延長13回に、古田敦也のレフト前ヒットで代走笘篠が二塁から一気に本塁へ生還しサヨナラ勝ち。
B組第3戦
オランダ vs.日本
🇯🇵 2 0 0 2 0 0 0 2 0 6
🇳🇱 0 0 0 0 0 0 0 1 0 1
(日)潮崎、菊池、鈴木、渡辺 ─ 古田、應武
先発の潮崎が5回を無失点に抑える好投。打線も序盤、中盤、終盤に効率よく得点し、危なげない試合展開となった。
決勝ラウンド
準決勝
日本 vs.韓国
🇰🇷 0 0 0 0 0 0 1 0 0 1
🇯🇵 0 0 0 0 0 0 1 2 X 3
(日)石井、潮崎、野茂 ─ 古田
【本】中島
準決勝は韓国戦。7回途中から登板の野茂が好投し終盤での逆転を呼びこんだ。
先制された直後の7回裏に、4番中島が韓国のエース朴から同点ホームランを放つ。さらに8回には古田の犠牲フライで勝ち越すのである。
決勝
日本 vs.アメリカ
🇺🇸 0 0 0 3 1 0 0 1 0 5
🇯🇵 0 1 0 0 2 0 0 0 0 3
(日)石井、渡辺、吉田、潮崎、野茂 ─ 古田
前大会につづき決勝の相手はアメリカ。石井とアボットの投げ合いである。
日本は2回に先制したが1点にとどまった。石井も好投していたが4回につかまってしまう。
マルチネスに特大2ランを打たれ渡辺にスイッチ。
だがさらに1点を追加されて5回にもマルチネスにタイムリーを打たれて3点差である。
日本は6回に一死満塁とするが2点で終わってしまい、8回にまたもマルチネスにホームランを打たれてしまう。追いつけそうで追いつけない日本に立ちはだかったのが先発アボットの闘志と気迫だった。アボットは五輪決勝で完投勝利である。
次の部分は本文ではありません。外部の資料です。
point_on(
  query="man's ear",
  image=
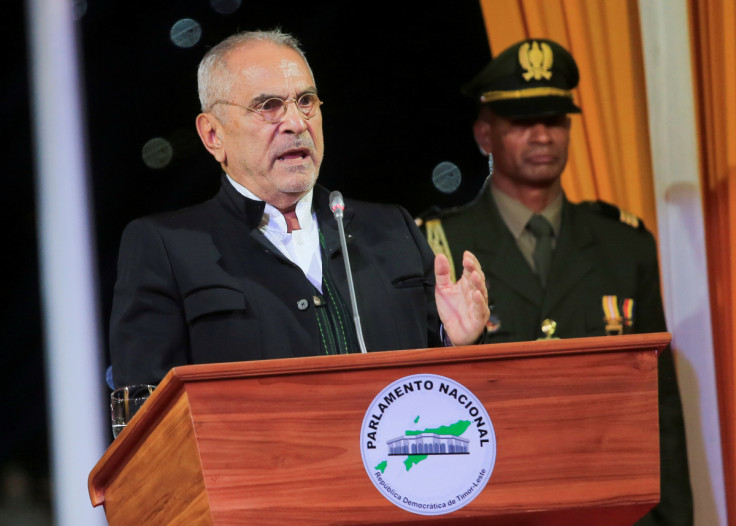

おそらく今の国際大会で、アメリカ投手の完投勝利というのは見ることはないだろう。とにかく決勝でのアメリカ代表は気迫に溢れていた。4年前の地元での屈辱を晴らすには金メダルしかなかったのだ。
このときのアメリカ代表には、ティノ・マルチネス、ロビン・ベンチュラなどがいた。
ゴールデンエイジの解放と覚醒
ソウル五輪の代表チームは、1985年のインターコンチネンタルカップ、1987年のアジア選手権、1988年の世界選手権、そして五輪直前に行われた四ヶ国対抗の壮行試合を経て、当時の日本プロ野球の「ドメスティック」な風土から大きく逸脱していった。
彼らは、当時のプロ野球界では得られなかった「世界基準」の視点を習得し、新しい地平をその肌で感じ、世界の野球と真剣に向き合う姿勢が、後の日本野球の発展を支える土台となったと言える。
その中心にいた世代── 彼らこそが、後の日本野球を未知のフェーズへと押し上げる触媒となったことは間違いないだろう。
ここに、後にメジャー挑戦のパイオニアと呼ばれる野茂英雄がいたことは偶然でもなんでもない。
そして、ソウル五輪は日本野球にとって大きな転換点であり、この世代が築いた経験と成果は、現在の侍ジャパンへと続く日本野球の礎となっていったのである。